College students' judgment of Obama has cooled significantly — sometimes to the point of disillusionment

Oberlin is one of the United States’ most traditionally — read doggedly — liberal and distinguished small colleges.
As the Ohio school is "Always earnest, often estimable and not particularly wacky in terms of lifestyle," muses John Vinocur (the most conservative commentator working for the New York Times) in the International Herald Tribune, that is a reason why it is significant to note that a
professor of politics at the college, describing Oberlin students’ judgment of President Barack Obama, said it had cooled significantly — sometimes to the point of disillusionment.

…Oberlin students now being described as “disheartened” by the performance of their President Obama, or standing at a distance from Oberlin’s badge of honor of engaged, left-wing politics?

That’s a speck of confetti in a storm of pre-2012 election indicators in America, but it’s also a fact that Mr. Obama’s most diligent canvassers in 2008 often came from the country’s campuses. Without the enthusiasm and activism of millions of students — and their authenticating support for the would-be president’s pitch as the unifying candidate of change — Mr. Obama might not have found a bridge for bringing groups of independents and Reagan Democrats into his camp.

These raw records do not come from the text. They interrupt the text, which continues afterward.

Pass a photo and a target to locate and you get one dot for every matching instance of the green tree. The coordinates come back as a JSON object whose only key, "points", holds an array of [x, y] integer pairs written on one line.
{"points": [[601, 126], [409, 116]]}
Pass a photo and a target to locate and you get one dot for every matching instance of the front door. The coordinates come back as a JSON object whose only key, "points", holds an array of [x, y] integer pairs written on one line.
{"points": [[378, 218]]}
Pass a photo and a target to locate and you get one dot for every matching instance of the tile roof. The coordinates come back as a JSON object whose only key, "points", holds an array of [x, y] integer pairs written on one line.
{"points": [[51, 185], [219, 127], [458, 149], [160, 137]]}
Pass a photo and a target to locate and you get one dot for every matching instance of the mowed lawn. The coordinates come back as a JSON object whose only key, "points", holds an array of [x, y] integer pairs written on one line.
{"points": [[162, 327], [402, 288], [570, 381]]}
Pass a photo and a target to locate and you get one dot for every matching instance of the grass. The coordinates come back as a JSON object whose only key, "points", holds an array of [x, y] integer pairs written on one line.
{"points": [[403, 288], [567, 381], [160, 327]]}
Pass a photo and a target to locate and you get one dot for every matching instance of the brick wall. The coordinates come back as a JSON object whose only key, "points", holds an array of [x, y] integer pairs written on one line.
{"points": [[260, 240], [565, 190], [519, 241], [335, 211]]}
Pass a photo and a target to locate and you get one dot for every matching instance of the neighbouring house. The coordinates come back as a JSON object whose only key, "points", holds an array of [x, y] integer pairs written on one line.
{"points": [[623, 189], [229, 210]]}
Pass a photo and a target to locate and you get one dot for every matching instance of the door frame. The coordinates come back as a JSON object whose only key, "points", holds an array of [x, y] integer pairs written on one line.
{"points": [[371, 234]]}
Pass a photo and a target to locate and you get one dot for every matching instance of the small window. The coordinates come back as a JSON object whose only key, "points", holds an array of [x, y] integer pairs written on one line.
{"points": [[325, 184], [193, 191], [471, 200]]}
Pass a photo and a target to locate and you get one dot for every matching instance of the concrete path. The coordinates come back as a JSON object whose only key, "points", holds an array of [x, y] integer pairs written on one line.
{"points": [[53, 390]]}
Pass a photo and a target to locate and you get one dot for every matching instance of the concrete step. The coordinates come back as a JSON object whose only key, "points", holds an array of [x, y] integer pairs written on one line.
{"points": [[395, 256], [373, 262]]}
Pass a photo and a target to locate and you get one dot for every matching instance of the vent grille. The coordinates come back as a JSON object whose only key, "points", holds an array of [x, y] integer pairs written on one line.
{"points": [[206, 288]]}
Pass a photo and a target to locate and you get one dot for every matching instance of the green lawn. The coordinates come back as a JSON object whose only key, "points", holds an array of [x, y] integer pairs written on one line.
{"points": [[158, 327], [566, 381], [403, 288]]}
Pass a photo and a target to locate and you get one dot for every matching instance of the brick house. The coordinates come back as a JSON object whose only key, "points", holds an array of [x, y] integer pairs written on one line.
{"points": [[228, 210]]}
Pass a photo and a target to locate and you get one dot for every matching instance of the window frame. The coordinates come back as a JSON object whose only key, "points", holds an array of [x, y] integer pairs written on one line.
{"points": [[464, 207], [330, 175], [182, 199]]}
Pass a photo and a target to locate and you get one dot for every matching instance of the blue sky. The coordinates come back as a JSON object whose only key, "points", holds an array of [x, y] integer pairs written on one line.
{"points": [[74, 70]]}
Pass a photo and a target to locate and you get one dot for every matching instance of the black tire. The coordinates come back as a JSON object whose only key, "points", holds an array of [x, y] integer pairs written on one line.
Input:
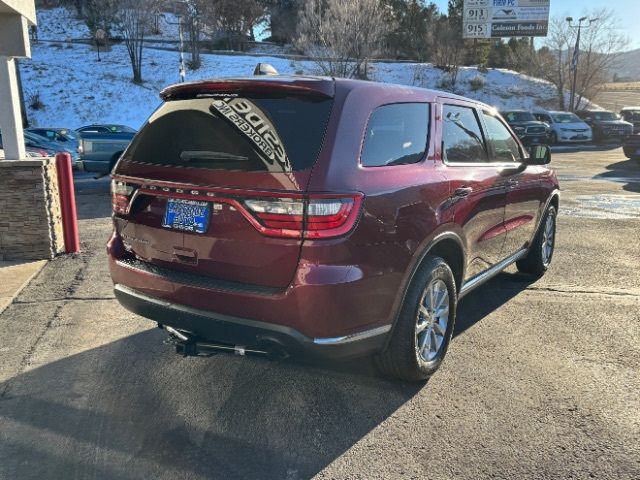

… Michael Parkin, the faculty voice who described the Oberlin trend, placed the change of affection in relationship to the president in an emotional framework.

In a conversation after the symposium, he spoke of a love affair that, to a palpable degree, had wound down. “It started hot and heavy,” he said. “And with extremely idealized notions. Then a reality dawned in the way that a once charming laugh becomes an irritating giggle: He’s a politician who no longer corresponds to the grand ideas that many students had in their heads about him. And that’s deflating and disheartening for them.”

… Potentially pleasing to his campus activist supporters, his initial areas of focus — a world without nuclear weapons, or an apologetic refusal to hold up U.S. democracy as a model for the Arab and Islamic world — have been scaled down as presidential hallmarks.